41 Ill. App. 3d 1067 | Ill. App. Ct. | 1976
delivered the opinion of the court:
Ronald Peterson was charged with aggravated assault (Ill. Rev. Stat. 1973, ch. 38, par. 12 — 2(a)(6)) against Deputy Donald Boers. After a jury trial, he was found guilty and sentenced to 364 days in jail. The sole issue raised on review is whether the defendant’s guilt was proved beyond a reasonable doubt.
The State called one witness, Officer Bob Piercy, who testified that on March 17, 1975, at about 1:45 a.m., he with Officer Brown arrested defendant on charges of attempt murder and two counts of aggravated battery all against Joseph J. Tursa. Peterson was acquitted by a jury on these three counts. After making the arrest, Brown and Piercy handcuffed Peterson and transported him to the police station for booking. As Officer Weteral removed the handcuffs to facilitate the booking procedure, Officer Piercy testified that Peterson then clenched his fists and spoke challengingly to Officer Weteral, “Come on, just you and me.” At this time Deputy Boers came into the room and told Peterson to behave. Peterson then swung at him but was subdued by the other officers. It appears from the record that the question of Boers’ status of being a police officer was never at issue.
Deputy Boers did not testify because of injuries sustained in an automobile accident shortly prior to trial. The State’s case rested upon the testimony of the eyewitness Piercy. The basis of defendant’s argument appears to be that there was not sufficient proof that Officer Boers was reasonably apprehensive of a battery, an element of the offense of assault. Whether an assault victim was reasonably apprehensive is a question of fact. People v. Smith (3d Dist. 1971), 132 Ill. App. 2d 1028, 271 N.E.2d 61; People v. Holverson (2d Dist. 1975), 32 Ill. App. 3d 459, 336 N.E.2d 88.
In the instant case, Officer Piercy testified that as Officer Weteral was removing the right handcuff from defendant’s wrist, he turned toward Officer Weteral and swung at him. Later, when Deputy Boers came into the room to assist the other officers, the defendant was told by Deputy Boers to unclench his fists but instead the defendant swung at Deputy Boers.

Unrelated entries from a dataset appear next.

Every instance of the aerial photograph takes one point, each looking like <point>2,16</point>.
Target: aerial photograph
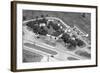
<point>53,36</point>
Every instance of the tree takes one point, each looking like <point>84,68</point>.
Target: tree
<point>66,38</point>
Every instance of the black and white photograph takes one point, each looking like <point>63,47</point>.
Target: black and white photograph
<point>50,36</point>
<point>53,36</point>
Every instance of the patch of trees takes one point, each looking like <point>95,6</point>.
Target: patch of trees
<point>54,25</point>
<point>72,43</point>
<point>37,29</point>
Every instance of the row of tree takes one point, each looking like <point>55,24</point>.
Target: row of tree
<point>72,43</point>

In People v. Alexander (1st Dist. 1976), 39 Ill. App. 3d 443, 350 N.E.2d 144, the court held that a victim may be found to have had a reasonable apprehension of a battery although he never testified to such reasonable apprehension, and that an inference of reasonable apprehension of receiving a battery may be used when one person is swung at by another. In a later case, People v. Seting (1st Dist. 1976), 40 Ill. App. 3d 76, 351 N.E.2d 322, a charge of aggravated assault was brought when a police officer curbed the defendant’s vehicle, and the defendant got out of his car carrying a “slam puller” and attempted to strike the officer as he exited from the police car. Although the defendant presented contradictory evidence, the court held that there was sufficient evidence for the trier of fact to conclude that the officer was in reasonable apprehension of receiving a battery. See People v. Brown (1st Dist. 1973), 14 Ill. App. 3d 196, 302 N.E.2d 101, 103-04.
Here, from the evidence of the belligerent attitude of defendant, his challenge to Officer Weteral, “Come on, just you and me,” his swinging at Officer Weteral, followed by the admonition to the defendant by Deputy Boers “to unclench your fists,” and then swinging at Deputy Boers, the trier of fact could reasonably have found that Deputy Boers had been placed in fear of receiving a battery. (See People v. Hasty (1st Dist. 1970), 127 Ill. Ápp. 2d 330, 262 N.E.2d 292.) The conduct of the defendant was menacing by objective standards and it was left to the jury to determine if, as a result of the menacing conduct, Deputy Boers was placed in reasonable apprehension of receiving a battery. There could be no doubt that Peterson was able to inflict a battery, and that he indicated a present purpose to do it by his unequivocal words and conduct. Defendant’s testimony in his own behalf that he did not remember whether he swung at Deputy Boers did not contradict the State’s evidence. The facts in the case at bar were sufficient to find that Deputy Boers was placed in reasonable apprehension of receiving a battery, and a reviewing court will only reverse a conviction when the evidence is unreasonable, improbable, or so unsatisfactory as to leave a reasonable doubt as to defendant’s guilt. People v. Mills (1968), 40 Ill. 2d 4, 19, 237 N.E.2d 697.
For the foregoing reasons, the judgment of the Circuit Court of Peoria County is affirmed.
Judgment affirmed.
STOUDER, P. J., and BARRY, J., concur.